The policy rate remains at 2.25% after the central bank’s first decision of the year. Economists had widely expected the hold.
Meanwhile, the U.S. Federal Reserve pushed the pause button on its interest rate cuts Wednesday, leaving its key rate unchanged at about 3.6% after lowering it three times last year. The central bank said in a statement that there are signs the job market has stabilized while it also said growth was “solid,” an upgrade from last month’s characterization as “modest.”
“Lower interest rates are really important to both of us, south and north of the border,” said Jillian Bryan, senior investment adviser and senior portfolio manager at TD Wealth.

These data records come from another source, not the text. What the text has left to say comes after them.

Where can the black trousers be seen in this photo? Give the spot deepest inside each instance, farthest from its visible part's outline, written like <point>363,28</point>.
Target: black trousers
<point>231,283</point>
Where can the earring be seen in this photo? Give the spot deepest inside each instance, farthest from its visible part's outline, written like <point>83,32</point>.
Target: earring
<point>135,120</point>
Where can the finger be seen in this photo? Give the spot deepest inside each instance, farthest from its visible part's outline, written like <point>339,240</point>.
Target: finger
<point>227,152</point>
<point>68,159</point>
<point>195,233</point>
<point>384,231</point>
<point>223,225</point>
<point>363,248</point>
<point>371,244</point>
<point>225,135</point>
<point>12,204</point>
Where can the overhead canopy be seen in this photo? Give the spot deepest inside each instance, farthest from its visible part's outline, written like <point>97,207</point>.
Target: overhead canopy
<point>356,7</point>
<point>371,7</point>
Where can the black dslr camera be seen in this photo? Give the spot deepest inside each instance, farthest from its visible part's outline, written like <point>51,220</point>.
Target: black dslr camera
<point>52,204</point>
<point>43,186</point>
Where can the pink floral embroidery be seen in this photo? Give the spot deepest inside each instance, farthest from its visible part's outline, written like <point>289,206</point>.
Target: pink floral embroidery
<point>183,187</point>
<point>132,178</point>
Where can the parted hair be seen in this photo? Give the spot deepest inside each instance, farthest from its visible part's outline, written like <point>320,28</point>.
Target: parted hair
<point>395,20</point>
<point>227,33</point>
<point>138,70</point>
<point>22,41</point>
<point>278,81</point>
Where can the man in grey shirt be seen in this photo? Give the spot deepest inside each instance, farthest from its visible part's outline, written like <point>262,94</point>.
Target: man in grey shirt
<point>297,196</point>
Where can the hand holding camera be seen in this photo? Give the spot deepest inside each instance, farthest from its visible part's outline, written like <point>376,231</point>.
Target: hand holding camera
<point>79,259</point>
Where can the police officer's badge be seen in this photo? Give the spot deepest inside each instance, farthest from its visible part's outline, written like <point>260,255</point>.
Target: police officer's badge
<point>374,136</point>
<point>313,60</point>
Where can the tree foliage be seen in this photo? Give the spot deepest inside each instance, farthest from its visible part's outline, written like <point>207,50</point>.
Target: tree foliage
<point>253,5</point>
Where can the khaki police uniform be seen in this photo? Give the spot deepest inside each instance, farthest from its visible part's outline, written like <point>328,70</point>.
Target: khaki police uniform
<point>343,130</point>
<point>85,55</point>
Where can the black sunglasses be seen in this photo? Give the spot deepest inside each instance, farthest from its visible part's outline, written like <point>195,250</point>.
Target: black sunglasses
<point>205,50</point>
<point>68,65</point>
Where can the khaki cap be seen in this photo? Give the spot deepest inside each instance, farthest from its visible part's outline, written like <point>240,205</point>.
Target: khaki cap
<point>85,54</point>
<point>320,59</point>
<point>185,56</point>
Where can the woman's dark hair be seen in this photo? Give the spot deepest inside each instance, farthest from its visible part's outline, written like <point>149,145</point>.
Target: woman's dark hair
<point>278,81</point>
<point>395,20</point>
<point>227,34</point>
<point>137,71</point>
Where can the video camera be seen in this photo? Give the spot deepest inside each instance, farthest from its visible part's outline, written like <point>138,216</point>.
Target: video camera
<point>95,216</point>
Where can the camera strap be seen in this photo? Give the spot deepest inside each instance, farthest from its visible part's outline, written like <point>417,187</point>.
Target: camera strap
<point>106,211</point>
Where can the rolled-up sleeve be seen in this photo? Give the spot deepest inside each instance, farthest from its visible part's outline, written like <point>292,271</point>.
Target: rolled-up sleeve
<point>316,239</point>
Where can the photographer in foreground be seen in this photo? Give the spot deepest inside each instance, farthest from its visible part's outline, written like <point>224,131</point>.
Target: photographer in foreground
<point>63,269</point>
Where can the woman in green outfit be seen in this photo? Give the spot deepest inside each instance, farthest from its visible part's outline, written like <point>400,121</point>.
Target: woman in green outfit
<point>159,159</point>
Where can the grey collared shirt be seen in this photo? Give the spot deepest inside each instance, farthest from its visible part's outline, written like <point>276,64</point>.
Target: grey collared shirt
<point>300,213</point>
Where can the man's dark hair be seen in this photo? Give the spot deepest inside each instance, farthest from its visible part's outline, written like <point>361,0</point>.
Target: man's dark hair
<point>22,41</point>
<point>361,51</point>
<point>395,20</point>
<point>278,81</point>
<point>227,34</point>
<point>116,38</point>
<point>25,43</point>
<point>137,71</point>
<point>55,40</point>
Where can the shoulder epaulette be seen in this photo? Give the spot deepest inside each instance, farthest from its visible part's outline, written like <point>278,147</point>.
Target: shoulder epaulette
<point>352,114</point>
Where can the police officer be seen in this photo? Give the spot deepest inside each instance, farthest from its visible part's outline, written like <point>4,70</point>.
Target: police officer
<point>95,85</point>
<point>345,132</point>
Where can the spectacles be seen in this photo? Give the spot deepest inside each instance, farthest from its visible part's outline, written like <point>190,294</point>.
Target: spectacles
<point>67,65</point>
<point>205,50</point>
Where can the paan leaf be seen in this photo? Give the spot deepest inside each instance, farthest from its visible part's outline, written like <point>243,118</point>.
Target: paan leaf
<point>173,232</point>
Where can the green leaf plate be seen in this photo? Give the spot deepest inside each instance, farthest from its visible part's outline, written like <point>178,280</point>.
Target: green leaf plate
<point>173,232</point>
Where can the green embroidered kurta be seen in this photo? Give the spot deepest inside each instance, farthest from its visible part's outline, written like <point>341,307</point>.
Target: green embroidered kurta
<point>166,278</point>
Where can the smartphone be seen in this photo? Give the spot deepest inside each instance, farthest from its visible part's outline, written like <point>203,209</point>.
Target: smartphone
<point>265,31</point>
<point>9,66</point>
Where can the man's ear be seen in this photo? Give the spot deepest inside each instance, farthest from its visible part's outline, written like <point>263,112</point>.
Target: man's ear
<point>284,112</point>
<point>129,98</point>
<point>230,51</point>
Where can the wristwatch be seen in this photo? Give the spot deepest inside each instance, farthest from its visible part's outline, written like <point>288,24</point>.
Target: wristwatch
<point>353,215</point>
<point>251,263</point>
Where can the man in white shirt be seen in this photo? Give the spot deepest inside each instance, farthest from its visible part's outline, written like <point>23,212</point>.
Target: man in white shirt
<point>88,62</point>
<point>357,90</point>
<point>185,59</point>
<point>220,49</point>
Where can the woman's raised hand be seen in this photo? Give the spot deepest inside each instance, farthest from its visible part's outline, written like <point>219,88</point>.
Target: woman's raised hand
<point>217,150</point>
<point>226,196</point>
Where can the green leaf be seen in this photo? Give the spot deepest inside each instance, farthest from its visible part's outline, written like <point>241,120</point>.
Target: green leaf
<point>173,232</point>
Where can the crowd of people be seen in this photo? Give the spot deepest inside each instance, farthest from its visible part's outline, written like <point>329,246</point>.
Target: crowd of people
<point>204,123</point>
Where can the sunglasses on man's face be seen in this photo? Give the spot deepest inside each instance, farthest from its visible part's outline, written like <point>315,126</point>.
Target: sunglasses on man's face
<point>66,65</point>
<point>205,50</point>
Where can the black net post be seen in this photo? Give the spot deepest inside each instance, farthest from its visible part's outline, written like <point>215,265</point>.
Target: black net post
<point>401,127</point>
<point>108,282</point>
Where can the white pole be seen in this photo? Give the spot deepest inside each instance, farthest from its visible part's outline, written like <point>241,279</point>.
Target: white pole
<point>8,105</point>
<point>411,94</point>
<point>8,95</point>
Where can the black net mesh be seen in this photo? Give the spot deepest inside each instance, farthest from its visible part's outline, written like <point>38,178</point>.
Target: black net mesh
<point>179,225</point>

Lower rates could be of particular interest to Canadian homeowners, she said.
“A lot of people that renewed (their mortgage) five years ago are coming for renewal in Canada this year,” she said.
Commodity prices helped Canada’s main stock index on Wednesday.
The S&P/TSX composite index was up 79.67 points at 33,176.07.
The March silver contract was up US$7.58 at US$113.53 an ounce, while the April gold contract was up US$219.60 at US$5,340.20 an ounce.
“Some of the silver stocks are taking a little bit of a pause, but silver is actually up today as is gold. Commodities from a technical perspective obviously have been a huge sector for Canada,” she said.
In New York, the Dow Jones industrial average was up 12.19 points at 49,015.60. The S&P 500 index was down 0.57 points at 6,978.03, while the Nasdaq composite was up 40.35 points at 23,857.45.
The U.S. stock and bond markets each remained at a virtual standstill, while the U.S. dollar stabilized following its sharp recent slide.
Seagate Technology jumped 19.1% for the biggest gain in the S&P 500 after the seller of hard drives and other data-storage products reported a bigger profit for the latest quarter than analysts expected. CEO Dave Mosley cited demand driven by artificial intelligence applications, among other things.
“The story behind that is if you’re going to have AI, you need memory. So these memory stocks have really ripped,” Bryan said.
Nvidia, the stock that’s become the poster child of the AI boom, climbed 1.6% and was the strongest single force lifting the S&P 500. It also benefited from an encouraging report from ASML, whose machinery helps make chips.
The Canadian dollar traded for 73.69 cents US compared with 73.42 cents US on Tuesday.
The March crude oil contract was up 82 cents US at US$63.21 per barrel.